11/09/2025
Rhino horn is smuggled by air from Johannesburg and Addis Ababa, routed through Dubai and Doha and sometimes Paris and London to throw off law enforcement. Ivory departs in shipping containers from ports in Dar es Salaam, Nampula and Durban, ending up in Singapore, Sihanoukville, Huangpu and Haiphong. Gold mined illegally in Zimbabwe’s mineral-rich Kwekwe gold fields and deep shaft mines in the towns of Krugersdorp, Carletonville, Klerksdorp and Welkom on South Africa’s Vaal Reef is processed and eventually laundered through Dubai. Gold is smuggled by the tonne into countries along the strife-torn Democratic Republic of Congo (DRC)’s eastern border and laundered through Rwanda, Burundi, Uganda, Tanzania and the United Arab Emirates (UAE). In northern Mozambique and South Africa’s KwaZulu-Natal province, Islamic State-aligned insurgents and supporters have been implicated in criminal economies, gold smuggling, and kidnapping and extortion schemes to raise funds.
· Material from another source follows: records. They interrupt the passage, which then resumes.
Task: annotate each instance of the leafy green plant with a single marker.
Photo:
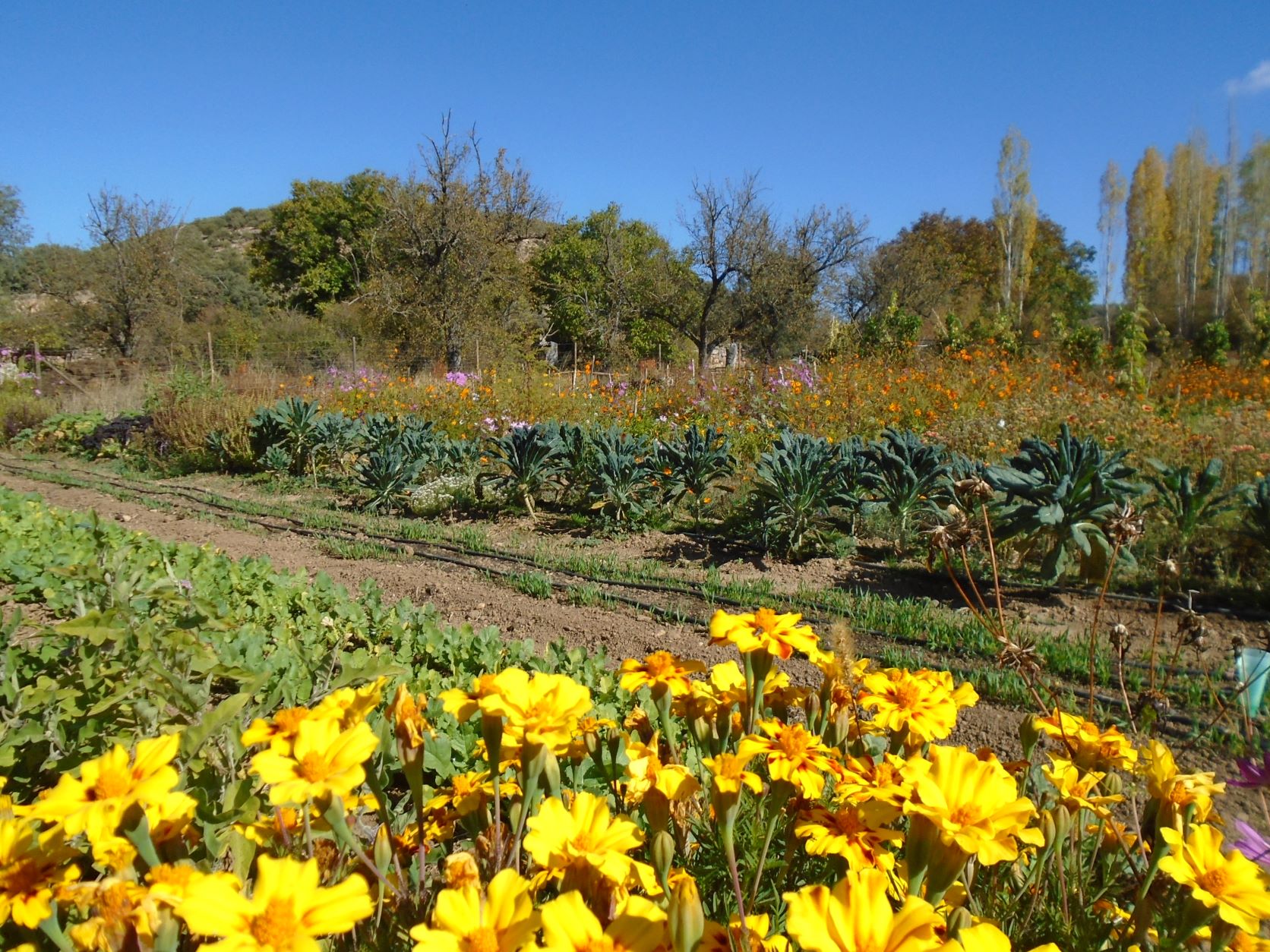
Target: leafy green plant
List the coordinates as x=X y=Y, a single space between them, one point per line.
x=693 y=464
x=905 y=474
x=1058 y=495
x=797 y=485
x=1213 y=343
x=527 y=461
x=387 y=474
x=1192 y=500
x=623 y=481
x=1256 y=513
In addition to local criminal actors, the region has attracted a coterie of international criminal players. For instance, networks from China, Pakistan and Iran are known to interface with African intermediaries for drug trafficking (drug precursor chemicals, methamphetamine and he**in) and wildlife smuggling (notably of abalone and ivory). In Southern Africa, Nigerian and Congolese syndicates, often operating from hubs such as Johannesburg, coordinate regional drug distribution and financial fraud schemes while also connecting to global diaspora networks.